Study Objectives: Peripheral arterial tonometry (PAT)–based technology represents a validated portable monitoring modality for the diagnosis of OSA. We assessed the diagnostic accuracy of PAT-based technology in a large point-of-care cohort of patients studied with concurrent polysomnography (PSG). Methods: During study enrollment, all participants suspected to have OSA and tested by in-laboratory PSG underwent concurrent PAT device recordings. Results: Five hundred concomitant PSG and WatchPat tests were analyzed. Median (interquartile range) PSG AHI was 18 (8–37) events/h and PAT AHI3% was 25 (12–46) events/h. Average bias was + 4 events/h. Diagnostic concordance was found in 42%, 41%, and 83% of mild, moderate, and severe OSA, respectively (accuracy = 53%). Among patients with PAT diagnoses of moderate or severe OSA, 5% did not have OSA and 19% had mild OSA; in those with mild OSA, PSG showed moderate or severe disease in 20% and no OSA in 30% of patients (accuracy = 69%). On average, using a 3% desaturation threshold, WatchPat overestimated disease prevalence and severity (mean + 4 events/h) and the 4% threshold underestimated disease prevalence and severity by −6 events/h. Conclusions: Although there was an overall tendency to overestimate the severity of OSA, a significant percentage of patients had clinically relevant misclassifications. As such, we recommend that patients without OSA or with mild disease assessed by PAT undergo repeat in-laboratory PSG. Optimized clinical pathways are urgently needed to minimize therapeutic decisions instituted in the presence of diagnostic uncertainty.

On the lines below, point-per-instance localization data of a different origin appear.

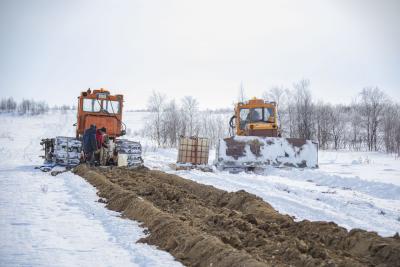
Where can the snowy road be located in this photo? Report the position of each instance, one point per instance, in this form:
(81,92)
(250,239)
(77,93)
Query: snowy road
(349,188)
(57,221)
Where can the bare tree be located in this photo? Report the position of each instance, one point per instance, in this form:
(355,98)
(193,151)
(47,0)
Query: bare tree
(190,110)
(241,96)
(304,109)
(277,95)
(372,103)
(155,105)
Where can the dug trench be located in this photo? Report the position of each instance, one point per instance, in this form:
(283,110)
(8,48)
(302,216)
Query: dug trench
(204,226)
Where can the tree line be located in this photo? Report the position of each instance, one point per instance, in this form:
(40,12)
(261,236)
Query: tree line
(168,120)
(28,107)
(370,122)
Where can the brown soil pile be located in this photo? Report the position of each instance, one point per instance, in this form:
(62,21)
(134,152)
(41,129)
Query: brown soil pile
(204,226)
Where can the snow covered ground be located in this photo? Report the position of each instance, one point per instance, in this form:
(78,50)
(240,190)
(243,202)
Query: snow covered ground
(57,221)
(354,195)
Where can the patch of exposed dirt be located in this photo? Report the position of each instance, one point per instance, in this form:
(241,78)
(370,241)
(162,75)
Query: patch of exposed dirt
(204,226)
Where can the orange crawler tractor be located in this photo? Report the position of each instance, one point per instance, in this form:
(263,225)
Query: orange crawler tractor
(100,108)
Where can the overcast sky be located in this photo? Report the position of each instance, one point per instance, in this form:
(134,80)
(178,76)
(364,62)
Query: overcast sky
(51,50)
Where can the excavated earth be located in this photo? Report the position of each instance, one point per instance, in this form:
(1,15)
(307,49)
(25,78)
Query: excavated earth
(204,226)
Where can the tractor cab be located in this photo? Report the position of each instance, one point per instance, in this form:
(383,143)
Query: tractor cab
(256,117)
(102,109)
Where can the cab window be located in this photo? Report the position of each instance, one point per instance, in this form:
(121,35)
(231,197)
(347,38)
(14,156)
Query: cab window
(91,105)
(268,115)
(111,106)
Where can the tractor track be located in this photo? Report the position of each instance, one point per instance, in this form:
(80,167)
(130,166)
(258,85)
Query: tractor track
(204,226)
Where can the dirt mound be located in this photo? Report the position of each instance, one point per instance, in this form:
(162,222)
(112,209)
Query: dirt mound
(204,226)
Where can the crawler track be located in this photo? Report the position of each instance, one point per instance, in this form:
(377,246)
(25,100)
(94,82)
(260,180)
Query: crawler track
(204,226)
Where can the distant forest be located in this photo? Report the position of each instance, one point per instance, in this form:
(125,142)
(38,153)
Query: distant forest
(370,123)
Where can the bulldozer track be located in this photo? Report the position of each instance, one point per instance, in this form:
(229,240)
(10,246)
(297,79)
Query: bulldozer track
(204,226)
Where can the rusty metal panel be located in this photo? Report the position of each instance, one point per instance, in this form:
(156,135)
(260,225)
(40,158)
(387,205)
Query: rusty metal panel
(193,150)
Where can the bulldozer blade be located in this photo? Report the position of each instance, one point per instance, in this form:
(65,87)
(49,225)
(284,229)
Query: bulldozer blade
(250,153)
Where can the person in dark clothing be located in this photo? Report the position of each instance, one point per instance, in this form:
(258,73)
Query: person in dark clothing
(100,137)
(89,143)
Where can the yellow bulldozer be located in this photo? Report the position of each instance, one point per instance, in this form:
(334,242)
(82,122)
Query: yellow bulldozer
(256,141)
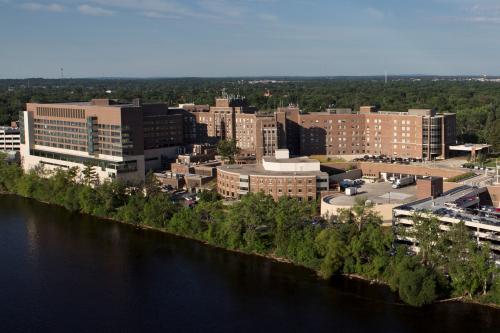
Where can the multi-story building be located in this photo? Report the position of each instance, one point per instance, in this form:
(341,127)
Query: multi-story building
(277,176)
(461,204)
(231,118)
(416,133)
(9,138)
(120,140)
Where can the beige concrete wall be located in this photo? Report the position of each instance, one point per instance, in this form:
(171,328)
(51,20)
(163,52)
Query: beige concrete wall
(385,210)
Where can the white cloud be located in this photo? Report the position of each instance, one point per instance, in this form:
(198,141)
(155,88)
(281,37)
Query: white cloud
(268,17)
(153,8)
(94,11)
(35,7)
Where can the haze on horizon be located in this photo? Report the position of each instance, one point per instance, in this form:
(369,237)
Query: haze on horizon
(220,38)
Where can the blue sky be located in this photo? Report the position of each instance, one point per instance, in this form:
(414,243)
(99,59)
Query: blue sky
(145,38)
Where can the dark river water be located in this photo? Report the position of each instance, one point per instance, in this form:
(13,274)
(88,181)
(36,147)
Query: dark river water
(63,272)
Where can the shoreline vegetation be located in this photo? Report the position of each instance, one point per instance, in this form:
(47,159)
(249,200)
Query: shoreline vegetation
(449,265)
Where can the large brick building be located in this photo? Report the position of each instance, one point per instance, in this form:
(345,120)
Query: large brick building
(121,140)
(127,139)
(277,176)
(416,133)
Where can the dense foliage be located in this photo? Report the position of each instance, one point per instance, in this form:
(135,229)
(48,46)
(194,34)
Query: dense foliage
(449,264)
(477,104)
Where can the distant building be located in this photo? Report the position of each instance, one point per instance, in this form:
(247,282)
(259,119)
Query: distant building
(416,133)
(461,204)
(121,140)
(277,176)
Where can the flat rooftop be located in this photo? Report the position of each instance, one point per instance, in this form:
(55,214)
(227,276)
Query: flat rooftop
(302,159)
(457,195)
(257,169)
(378,193)
(451,196)
(470,146)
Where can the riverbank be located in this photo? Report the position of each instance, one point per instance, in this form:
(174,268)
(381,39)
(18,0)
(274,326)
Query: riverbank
(76,272)
(272,257)
(287,231)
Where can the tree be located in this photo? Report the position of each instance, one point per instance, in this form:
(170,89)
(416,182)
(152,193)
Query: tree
(417,286)
(426,234)
(89,175)
(228,150)
(152,185)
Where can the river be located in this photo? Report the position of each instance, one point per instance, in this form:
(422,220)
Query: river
(64,272)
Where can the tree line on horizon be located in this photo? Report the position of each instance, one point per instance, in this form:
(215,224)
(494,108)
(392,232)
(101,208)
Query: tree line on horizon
(449,264)
(477,104)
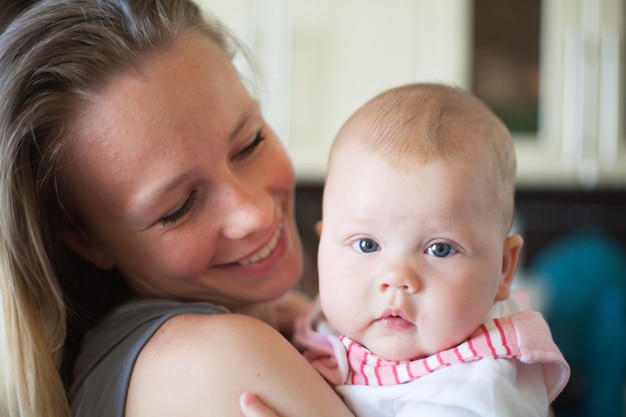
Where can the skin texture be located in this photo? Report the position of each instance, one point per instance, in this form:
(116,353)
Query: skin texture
(175,187)
(410,261)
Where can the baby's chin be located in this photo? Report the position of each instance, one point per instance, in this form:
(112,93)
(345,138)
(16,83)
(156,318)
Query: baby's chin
(391,350)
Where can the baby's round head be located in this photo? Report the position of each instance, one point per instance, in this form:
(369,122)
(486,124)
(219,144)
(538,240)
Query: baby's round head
(434,122)
(418,204)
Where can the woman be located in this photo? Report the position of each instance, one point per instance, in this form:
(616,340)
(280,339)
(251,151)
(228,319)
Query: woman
(132,156)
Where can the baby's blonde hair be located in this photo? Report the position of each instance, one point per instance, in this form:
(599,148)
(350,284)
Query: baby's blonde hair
(433,122)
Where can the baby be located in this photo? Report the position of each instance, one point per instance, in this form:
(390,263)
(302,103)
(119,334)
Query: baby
(416,262)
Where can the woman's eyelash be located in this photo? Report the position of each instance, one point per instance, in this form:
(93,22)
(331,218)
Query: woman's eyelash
(171,219)
(260,137)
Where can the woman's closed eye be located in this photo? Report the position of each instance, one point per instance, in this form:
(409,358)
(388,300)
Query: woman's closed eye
(250,148)
(172,218)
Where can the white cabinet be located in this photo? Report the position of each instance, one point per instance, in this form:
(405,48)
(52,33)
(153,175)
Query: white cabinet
(581,139)
(322,59)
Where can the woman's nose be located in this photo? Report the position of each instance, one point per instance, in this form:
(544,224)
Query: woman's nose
(247,209)
(400,276)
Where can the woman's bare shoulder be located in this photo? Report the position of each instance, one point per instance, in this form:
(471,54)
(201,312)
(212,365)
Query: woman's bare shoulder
(199,364)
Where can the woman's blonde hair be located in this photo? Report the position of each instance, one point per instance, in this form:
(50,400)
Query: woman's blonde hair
(52,58)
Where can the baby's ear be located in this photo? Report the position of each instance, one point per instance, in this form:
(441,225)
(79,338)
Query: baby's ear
(318,228)
(510,256)
(80,244)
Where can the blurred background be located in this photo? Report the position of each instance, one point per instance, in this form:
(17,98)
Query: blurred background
(553,70)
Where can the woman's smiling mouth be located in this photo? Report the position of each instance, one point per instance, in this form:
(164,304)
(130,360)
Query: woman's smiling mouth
(265,251)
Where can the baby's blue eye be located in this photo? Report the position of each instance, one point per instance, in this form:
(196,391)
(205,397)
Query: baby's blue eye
(440,250)
(365,245)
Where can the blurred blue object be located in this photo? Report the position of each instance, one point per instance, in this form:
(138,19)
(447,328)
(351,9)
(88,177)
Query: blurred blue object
(585,276)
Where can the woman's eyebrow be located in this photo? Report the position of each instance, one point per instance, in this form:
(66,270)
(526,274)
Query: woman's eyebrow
(243,119)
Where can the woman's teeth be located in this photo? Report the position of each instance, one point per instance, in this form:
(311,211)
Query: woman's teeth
(263,253)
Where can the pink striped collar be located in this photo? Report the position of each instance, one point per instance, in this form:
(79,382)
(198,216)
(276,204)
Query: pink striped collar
(493,339)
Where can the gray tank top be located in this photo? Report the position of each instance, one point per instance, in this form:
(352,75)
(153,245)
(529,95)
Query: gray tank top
(109,351)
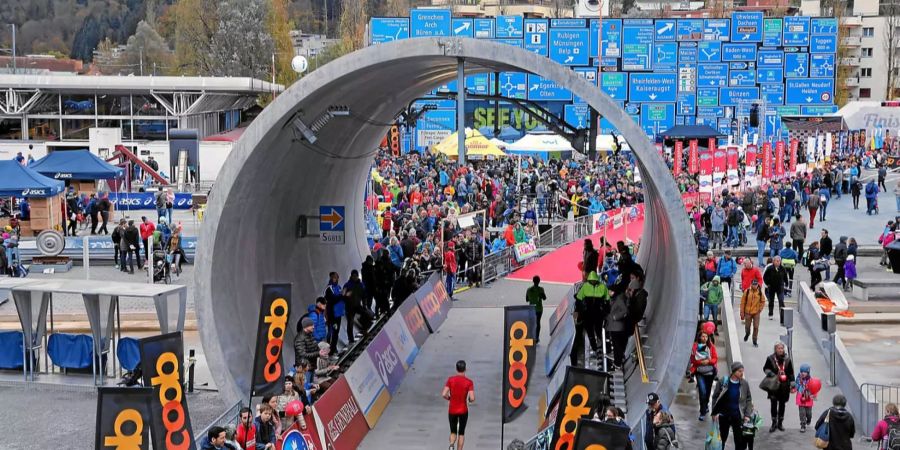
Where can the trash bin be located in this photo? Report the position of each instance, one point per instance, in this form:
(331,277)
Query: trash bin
(894,255)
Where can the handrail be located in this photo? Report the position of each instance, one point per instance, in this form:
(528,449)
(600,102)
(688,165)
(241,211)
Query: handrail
(639,348)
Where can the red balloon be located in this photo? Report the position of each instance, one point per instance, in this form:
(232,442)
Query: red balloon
(293,408)
(814,385)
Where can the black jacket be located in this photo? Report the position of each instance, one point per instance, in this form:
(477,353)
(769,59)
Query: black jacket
(841,426)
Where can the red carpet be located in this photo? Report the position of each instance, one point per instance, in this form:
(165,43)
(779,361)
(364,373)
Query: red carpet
(561,265)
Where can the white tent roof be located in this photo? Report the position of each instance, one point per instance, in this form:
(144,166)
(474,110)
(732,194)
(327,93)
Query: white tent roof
(541,143)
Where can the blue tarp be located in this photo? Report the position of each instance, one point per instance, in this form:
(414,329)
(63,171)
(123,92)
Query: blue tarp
(75,165)
(71,351)
(19,181)
(11,348)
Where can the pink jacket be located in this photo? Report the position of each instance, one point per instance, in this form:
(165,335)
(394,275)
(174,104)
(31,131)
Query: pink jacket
(805,401)
(882,428)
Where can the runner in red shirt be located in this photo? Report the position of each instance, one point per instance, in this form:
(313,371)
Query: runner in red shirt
(460,391)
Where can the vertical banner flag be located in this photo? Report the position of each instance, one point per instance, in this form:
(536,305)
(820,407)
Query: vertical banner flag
(693,157)
(518,358)
(792,164)
(584,392)
(595,435)
(779,159)
(677,158)
(766,171)
(161,358)
(274,314)
(121,414)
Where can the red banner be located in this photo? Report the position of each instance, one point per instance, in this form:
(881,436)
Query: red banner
(693,158)
(750,156)
(705,163)
(731,158)
(792,165)
(719,160)
(676,168)
(779,159)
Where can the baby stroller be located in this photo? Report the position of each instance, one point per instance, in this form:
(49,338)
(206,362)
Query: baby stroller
(161,270)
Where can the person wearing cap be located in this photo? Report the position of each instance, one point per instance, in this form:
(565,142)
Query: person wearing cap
(305,346)
(654,407)
(752,304)
(733,405)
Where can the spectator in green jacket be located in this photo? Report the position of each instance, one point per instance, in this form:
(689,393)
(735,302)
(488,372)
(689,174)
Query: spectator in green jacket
(714,296)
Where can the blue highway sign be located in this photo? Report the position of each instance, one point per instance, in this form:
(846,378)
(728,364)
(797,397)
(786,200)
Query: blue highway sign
(809,91)
(388,29)
(429,22)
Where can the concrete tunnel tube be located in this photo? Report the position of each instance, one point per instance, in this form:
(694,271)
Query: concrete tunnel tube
(249,234)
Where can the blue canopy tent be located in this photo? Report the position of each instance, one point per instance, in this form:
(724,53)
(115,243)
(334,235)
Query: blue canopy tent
(19,181)
(76,165)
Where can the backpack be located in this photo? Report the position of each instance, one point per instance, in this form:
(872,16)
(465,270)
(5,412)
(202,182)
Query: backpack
(892,440)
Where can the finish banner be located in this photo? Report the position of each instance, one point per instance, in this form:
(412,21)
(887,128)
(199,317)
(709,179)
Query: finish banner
(274,315)
(678,158)
(584,392)
(120,418)
(518,358)
(161,358)
(693,158)
(595,435)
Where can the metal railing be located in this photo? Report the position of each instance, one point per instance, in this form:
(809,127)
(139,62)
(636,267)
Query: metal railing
(874,398)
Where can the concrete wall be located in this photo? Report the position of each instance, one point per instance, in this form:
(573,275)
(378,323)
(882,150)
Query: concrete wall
(272,177)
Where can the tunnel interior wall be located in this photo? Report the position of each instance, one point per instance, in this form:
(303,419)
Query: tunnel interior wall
(272,177)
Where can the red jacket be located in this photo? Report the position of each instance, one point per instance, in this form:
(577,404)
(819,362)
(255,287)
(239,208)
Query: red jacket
(713,356)
(747,276)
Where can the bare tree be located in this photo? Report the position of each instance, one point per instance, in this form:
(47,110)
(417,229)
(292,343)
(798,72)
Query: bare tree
(891,13)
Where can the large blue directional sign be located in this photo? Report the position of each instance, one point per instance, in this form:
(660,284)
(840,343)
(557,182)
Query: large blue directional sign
(770,75)
(796,31)
(738,52)
(709,51)
(570,46)
(823,44)
(730,96)
(821,65)
(716,29)
(665,56)
(484,28)
(665,29)
(577,115)
(712,75)
(637,44)
(747,26)
(770,58)
(809,91)
(656,118)
(513,85)
(824,26)
(615,84)
(796,65)
(510,27)
(652,87)
(772,32)
(463,27)
(689,30)
(388,29)
(429,22)
(536,31)
(546,90)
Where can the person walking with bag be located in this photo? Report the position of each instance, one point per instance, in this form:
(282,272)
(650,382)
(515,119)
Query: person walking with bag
(835,428)
(779,368)
(703,366)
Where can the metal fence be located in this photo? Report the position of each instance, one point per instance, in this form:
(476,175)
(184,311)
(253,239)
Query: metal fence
(227,419)
(874,398)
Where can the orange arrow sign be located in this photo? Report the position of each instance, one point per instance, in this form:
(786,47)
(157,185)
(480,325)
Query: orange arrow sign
(333,218)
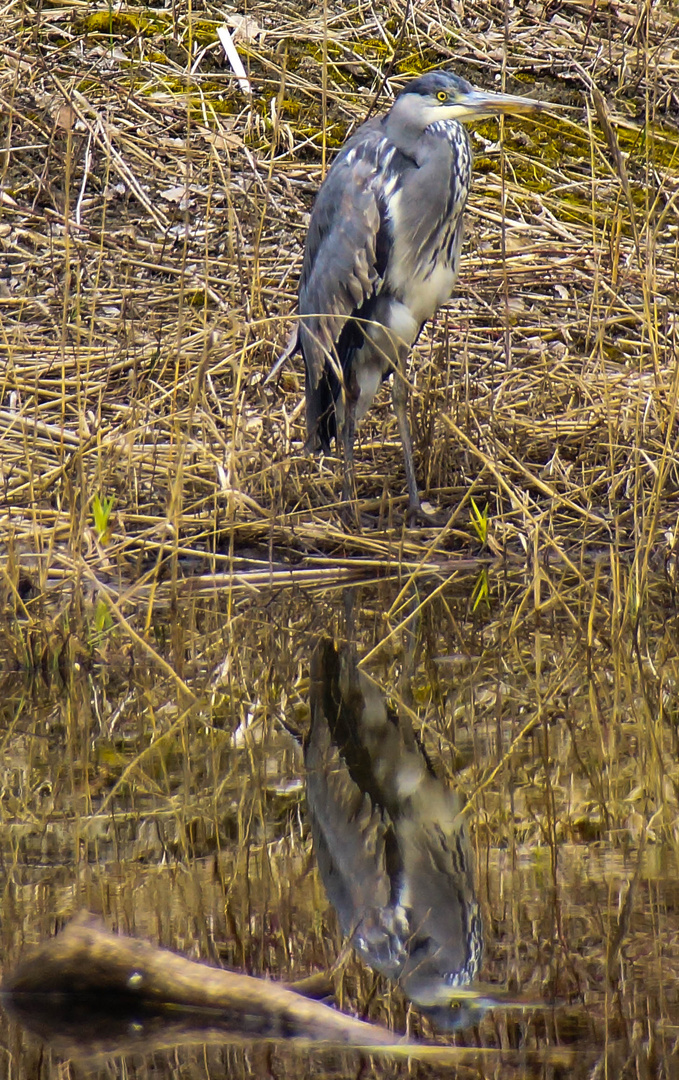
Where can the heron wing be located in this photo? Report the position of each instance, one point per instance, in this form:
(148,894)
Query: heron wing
(347,244)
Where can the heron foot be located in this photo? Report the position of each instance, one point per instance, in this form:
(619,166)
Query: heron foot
(417,514)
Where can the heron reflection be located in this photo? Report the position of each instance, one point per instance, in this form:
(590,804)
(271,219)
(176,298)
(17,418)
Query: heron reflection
(390,840)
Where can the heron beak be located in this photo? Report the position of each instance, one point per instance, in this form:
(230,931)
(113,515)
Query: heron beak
(479,104)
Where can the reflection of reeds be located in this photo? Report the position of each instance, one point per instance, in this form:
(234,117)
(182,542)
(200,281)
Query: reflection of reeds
(134,347)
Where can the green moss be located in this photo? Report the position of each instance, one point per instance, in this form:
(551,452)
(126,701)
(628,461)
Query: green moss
(122,24)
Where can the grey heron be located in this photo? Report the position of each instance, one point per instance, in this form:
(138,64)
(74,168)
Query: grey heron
(382,253)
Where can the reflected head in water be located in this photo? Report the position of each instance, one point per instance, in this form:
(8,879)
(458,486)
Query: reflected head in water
(390,841)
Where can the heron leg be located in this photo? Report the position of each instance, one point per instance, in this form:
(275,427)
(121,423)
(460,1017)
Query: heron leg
(349,433)
(399,396)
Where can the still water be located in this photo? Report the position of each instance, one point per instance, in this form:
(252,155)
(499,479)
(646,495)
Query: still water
(407,793)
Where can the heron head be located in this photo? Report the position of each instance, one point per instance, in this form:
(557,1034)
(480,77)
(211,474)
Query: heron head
(442,95)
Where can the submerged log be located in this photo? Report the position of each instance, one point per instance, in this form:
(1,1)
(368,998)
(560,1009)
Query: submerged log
(121,974)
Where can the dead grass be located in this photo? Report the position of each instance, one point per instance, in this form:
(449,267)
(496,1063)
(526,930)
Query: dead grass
(151,228)
(152,224)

Outside sleep laboratory settings, peripheral arterial tonometry (PAT, eg, WatchPat) represents a validated modality for diagnosing obstructive sleep apnea (OSA). We have shown before that the accuracy of home sleep apnea testing by WatchPat 200 devices in diagnosing OSA is suboptimal (50%-70%). In order to improve its diagnostic performance, we built several models that predict the main functional parameter of polysomnography (PSG), Apnea Hypopnea Index (AHI). Participants were recruited in our Sleep Center and underwent concurrent in-laboratory PSG and PAT recordings. Statistical models were then developed to predict AHI by using robust functional parameters from PAT-based testing, in concert with available demographic and anthropometric data, and their performance was confirmed in a random validation subgroup of the cohort. Five hundred synchronous PSG and WatchPat sets were analyzed. Mean diagnostic accuracy of PAT was improved to 67%, 81% and 85% in mild, moderate-severe or no OSA, respectively, by several models that included participants' age, gender, neck circumference, body mass index and the number of 4% desaturations/hour. WatchPat had an overall accuracy of 85.7% and a positive predictive value of 87.3% in diagnosing OSA (by predicted AHI above 5). In this large cohort of patients with high pretest probability of OSA, we built several models based on 4% oxygen desaturations, neck circumference, body mass index and several other variables. These simple models can be used at the point-of-care, in order to improve the diagnostic accuracy of the PAT-based testing, thus ameliorating the high rates of misclassification for OSA presence or disease severity.